Surprisingly, in our study the cross-correlation between domains of PA and SL was small. There are a few possible explanations for this. First, it may be due to non-linear relationships between features of PA and SL. For example, it has been shown that the total sleep time usually exhibits a U-shaped association with various health outcomes such as obesity, diabetes, heart disease, and mortality [5, 6, 36, 49, 60]. Second, domain-specific features were generated by averaging across valid days, which likely resulted in damping dynamic associations between adjacent sleep–wake periods. Thus, potentially strong within-week temporal patterns clustered within subjects were averaged out. Estimating those weekly temporal patterns and incorporating them into JIVE will need to be done as a next step.

JIVE can be readily extended to include an arbitrary number of domains. This is especially important considering the active embedding of multiple sensors in wearables for multi-domain tracking of physical activity, ambient light, skin temperature, sweat, blood pressure, glucose, heart rate, and many others.
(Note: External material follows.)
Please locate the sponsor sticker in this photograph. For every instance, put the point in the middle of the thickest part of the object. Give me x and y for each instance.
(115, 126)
There are a few limitations. First, JIVE only accounts for second-order correlation structure and ignores higher-order mutual dependencies that may be quite informative when dealing with continuous multivariate non-Gaussian data. Second, JIVE is not capable of working with features that follow discrete distributions such as binary, Poisson, ordinal, or categorical distributions. Third, JIVE only models joint and individual patterns without accounting for partially shared structure, when, for example, two domains can share a joint component that is not present in the third domain. Thus, future work will need to focus on developing and applying methods that decompose joint dependence structure using measures of higher-order dependency, such as multivariate skewness and kurtosis [33, 43, 45], and are capable of handing mixed data types [39, 62, 66] and accounting for partially shared structure [22].

Fig. 11
figure 11

First 10 functional principal components reported with cumulative variance explained

Fig. 12
figure 12

Joint and individual variations explained by each domain from the alternative approach to conduct JIVE. a 5 PCs were kept from the first step. Joint structure explains 87.3%, 49.8%, and 19.6% of total variation in PA, SL, and CR domains, respectively. Individual structures explain 9.6%, 48.2%, and 79.8% of total variation in PA, SL, and CR domains, respectively. And there are only 3.2%, 2.0%, and 0.5% of variation that cannot be explained in PA, SL, and CR, respectively. b 8 PCs were kept from the first step. Joint structure explains 64.4%, 58.6%, and 21.6% of total variation in PA, SL, and CR domains, respectively. Individual structures explain 31.4%, 37.3%, and 76.4% of total variation in PA, SL, and CR domains, respectively. And there are only 4.2%, 4.1%, and 2.0% of variation that cannot be explained in PA, SL, and CR, respectively

Fig. 13
figure 13

Cross-correlations between (A) original JIVE and (B1) two-step JIVE with 5 PCs selected in the first step

Fig. 14
figure 14

Cross-correlations between (A) original JIVE and (B2) two-step JIVE with 8 PCs selected in the first step

In summary, our proposal of using JIVE to model the domains of PA, SL, and CR is an important step forward to provide analytical methods for multi-feature multi-domain wearable data that will facilitate our understanding of complex interactions of multiple physiological systems.